Monday, August 18, 2008

Mind the Gap: The World Bank and the Financing Gap theory of Development

Since the establishment of the concept of aid for development after the Second World War, there have been roughly six failed methods that have been used to foster growth in the developing world. The first method was the financing gap theory which postulated that a recipient country needed project financing in order to develop.

Based on the Harrod-Domar economic model of 1946, the financing gap theory was used throughout the 1960s and 1970s as the method to calculate and deliver aid throughout Africa and Latin America. The main focus of this aid was the construction of large infrastructure projects.

The financing gap theory postulates that economic growth is proportional to investment. One could estimate the amount of growth one wants to achieve, and thus derive the amount of investment necessary in the country by comparing the difference between savings and investment. Since the target country for development was too poor to finance its own investment, and private capital flows to developing countries were at the time negligible, Western donors would step in to fill the gap.

This theory was lent further credence in 1960 by Walter Rostow in his influential work The Stages of Economic Growth. Rostow projected that increasing investment by five to ten percent of national income would launch a developing economy into “self-sustained growth.” The major drawback of Rostow’s projections are that they were heavily influenced by the apparent success of the Soviet Union’s attempts to industrialize at the time.

Using this theory the World Bank and others calculated the amount of aid necessary for a country’s economic growth and then financed large infrastructure projects in the developing world. Hydroelectric dams, new highways and industrial projects were funded across Africa and Latin America. The problem with this method is twofold.

First, the financing gap theory states that aid will encourage a government to increase its savings rate which will then be re-invested in the economy. This, however, has not been the case. The historical evidence demonstrates that the recipients of aid instead increase their government spending in light of the new found inflows of capital.

Secondly, aid for investment creates inverse incentives for growth. The greater the gap between savings and investment, the greater the financing gap and thus the greater amounts of foreign aid that will be received.

Despite the historical failure of the financing gap model, it is still in widespread use in many of the international financial institutions, namely the World Bank, to project the amounts of foreign aid necessary to create growth. A 2001 UN Report on development used the financing gap model to call for more aid for developing countries.

The World Bank is back at it again – only this time in Chad. In 2000 the World Bank financed the construction of a 1000 kilometer pipeline from landlocked Chad, across Cameroon to the Atlantic ocean.
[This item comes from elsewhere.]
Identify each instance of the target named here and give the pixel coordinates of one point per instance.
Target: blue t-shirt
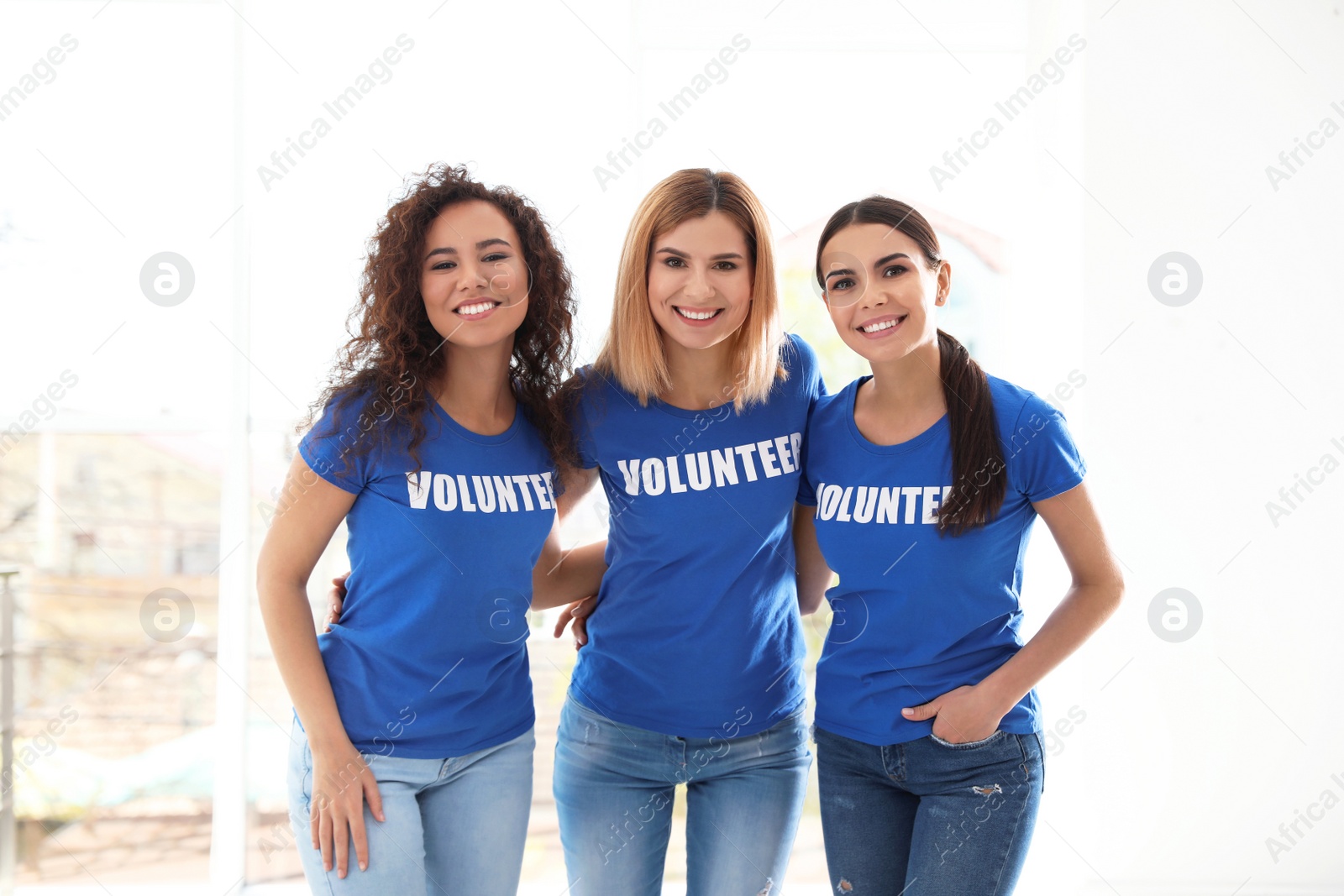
(696, 631)
(921, 614)
(429, 658)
The idea was that the World Bank would finance the pipeline in exchange for an agreement with the Chadian government that 70% of of its revenue would be spent on poverty reduction.

In 2006, shortly after the pipeline became active, the government of Chad reneged on its agreement with the World Bank. Unusual for the World Bank, it froze the earmarked funds in what became a media sensation.

This being the World Bank, of course, it blinked first. Now Chad is only required to develop a new “poverty reduction strategy” in cooperation with the World Bank.

One has to wonder, what exactly is a “poverty reduction strategy?” Does it include the concept of “good governance and free and fair markets?” Nevermind – after the World Banks’ $4.1 billion investment, the World Bank now has over $300 million of additional projects in Chad.